Palmateer’s findings don’t discount the fact that college pitchers with pro prospects can still suffer the effects of overuse. In 2004, three Rice University pitchers were drafted in the first eight picks. All three — Philip Humber, Jeff Niemann, and Wade Townsend — suffered shoulder injuries shortly after turning pro. Some of college baseball’s most celebrated coaches, including Texas’s Augie Garrido, South Carolina’s Ray Tanner, and North Carolina’s Mike Fox, have famously treated their pitchers as disposable. In one example, Palmateer traces a line between an outing at Texas and the end of Austin Wood’s effective career. Tanner went to three consecutive College World Series finals (and two titles) from 2010 to 2012, and in doing so rode closer Matt Price so hard that it’s a wonder Price’s arm didn’t fall out of its socket. And in this year’s NCAA tournament, Fox pitched Kent Emanuel so often and for so long that the UNC coach’s treatment of his ace merited mention in the New York Times. (Fox also coached injured Mets ace Matt Harvey when Harvey was at Chapel Hill, though it’s not fair to draw a straight line from coaches who tend to overuse pitchers to a UCL tear years later.)
College coaches are paid to win. By the time Emanuel had thrown 238 pitches over eight days this spring, it was well known that he’d be off to the Houston Astros as soon as the Tar Heels were eliminated. So if he needed Tommy John surgery or even labrum surgery down the line, North Carolina wouldn’t lose any games as a result.

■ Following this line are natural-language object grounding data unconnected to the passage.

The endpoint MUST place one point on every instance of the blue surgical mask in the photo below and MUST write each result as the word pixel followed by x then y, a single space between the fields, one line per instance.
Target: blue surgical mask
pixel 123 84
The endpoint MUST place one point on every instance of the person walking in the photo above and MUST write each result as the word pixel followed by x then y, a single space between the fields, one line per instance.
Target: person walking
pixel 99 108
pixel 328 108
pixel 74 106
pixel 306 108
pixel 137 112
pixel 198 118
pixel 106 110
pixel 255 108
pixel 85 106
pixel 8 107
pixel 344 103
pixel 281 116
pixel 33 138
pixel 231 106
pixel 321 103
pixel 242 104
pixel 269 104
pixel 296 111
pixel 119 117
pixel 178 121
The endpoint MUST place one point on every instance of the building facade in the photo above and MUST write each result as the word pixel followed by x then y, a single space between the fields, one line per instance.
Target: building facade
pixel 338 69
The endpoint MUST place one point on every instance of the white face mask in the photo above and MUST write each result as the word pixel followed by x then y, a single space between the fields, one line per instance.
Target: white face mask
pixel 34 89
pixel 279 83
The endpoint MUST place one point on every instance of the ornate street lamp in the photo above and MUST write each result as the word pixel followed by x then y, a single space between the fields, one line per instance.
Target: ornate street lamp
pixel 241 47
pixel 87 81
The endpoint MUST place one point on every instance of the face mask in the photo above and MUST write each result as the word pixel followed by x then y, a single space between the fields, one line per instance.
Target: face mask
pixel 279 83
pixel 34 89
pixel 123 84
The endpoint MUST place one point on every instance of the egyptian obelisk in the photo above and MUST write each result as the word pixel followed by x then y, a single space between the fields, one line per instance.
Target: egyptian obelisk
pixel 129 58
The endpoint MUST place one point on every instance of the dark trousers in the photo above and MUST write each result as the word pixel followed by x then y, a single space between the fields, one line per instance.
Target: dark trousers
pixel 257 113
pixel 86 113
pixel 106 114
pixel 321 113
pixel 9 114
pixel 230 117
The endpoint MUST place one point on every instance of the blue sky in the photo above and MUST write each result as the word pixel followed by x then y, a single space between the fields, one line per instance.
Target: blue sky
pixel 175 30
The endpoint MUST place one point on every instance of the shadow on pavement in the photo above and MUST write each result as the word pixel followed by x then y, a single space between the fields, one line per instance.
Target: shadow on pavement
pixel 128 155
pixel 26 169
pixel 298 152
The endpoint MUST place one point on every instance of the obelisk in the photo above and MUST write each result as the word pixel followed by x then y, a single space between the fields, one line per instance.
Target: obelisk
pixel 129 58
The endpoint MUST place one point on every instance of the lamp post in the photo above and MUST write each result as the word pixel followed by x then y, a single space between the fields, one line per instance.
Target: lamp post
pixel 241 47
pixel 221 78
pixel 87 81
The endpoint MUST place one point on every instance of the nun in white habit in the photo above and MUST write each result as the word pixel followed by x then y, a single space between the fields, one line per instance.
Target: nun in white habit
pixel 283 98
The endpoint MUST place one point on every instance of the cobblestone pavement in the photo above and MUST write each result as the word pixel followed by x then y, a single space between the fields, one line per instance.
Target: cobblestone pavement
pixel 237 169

Short of imposing mandatory rest periods or pitch counts, the only way to prevent college coaches from abusing their top arms is to give them an incentive to which they’ll surely respond: use pitcher usage patterns as a recruiting tool.
Touting a professional future over collegiate success is a common recruiting tactic in college basketball, but there’s room for it in college baseball as well. For instance, Tyler Beede turned down first-round money from the Blue Jays to play for Vanderbilt. Given the millions of dollars he risked with that decision, avoiding injury is now paramount. If Beede were facing this same choice today, he might want to know that Rodon threw 120 pitches or more seven times in 2013 and Emanuel reached that mark four times. In contrast, the entire Vanderbilt staff (including Beede) hit that mark once in all of 2013.
Again, as Palmateer illustrated, pitch counts aren’t the ultimate injury predictor they’re often assumed to be, but overuse still poses risk. Any college coach worth his fungo bat would be wise to harp on that point the next time he tries to recruit a potential no. 1 overall pitcher. “I’ll take care of you, and the other guys won’t” would be a powerful point of differentiation.
Barring a rule change, addressing overuse head-on is the best way for college coaches to simultaneously appeal to players and keep their top arms fresh. Since we’re no closer to solving baseball’s injury woes, a pitcher’s best hope is to look out for his best interests, and coaches have an opportunity to capitalize on that reality.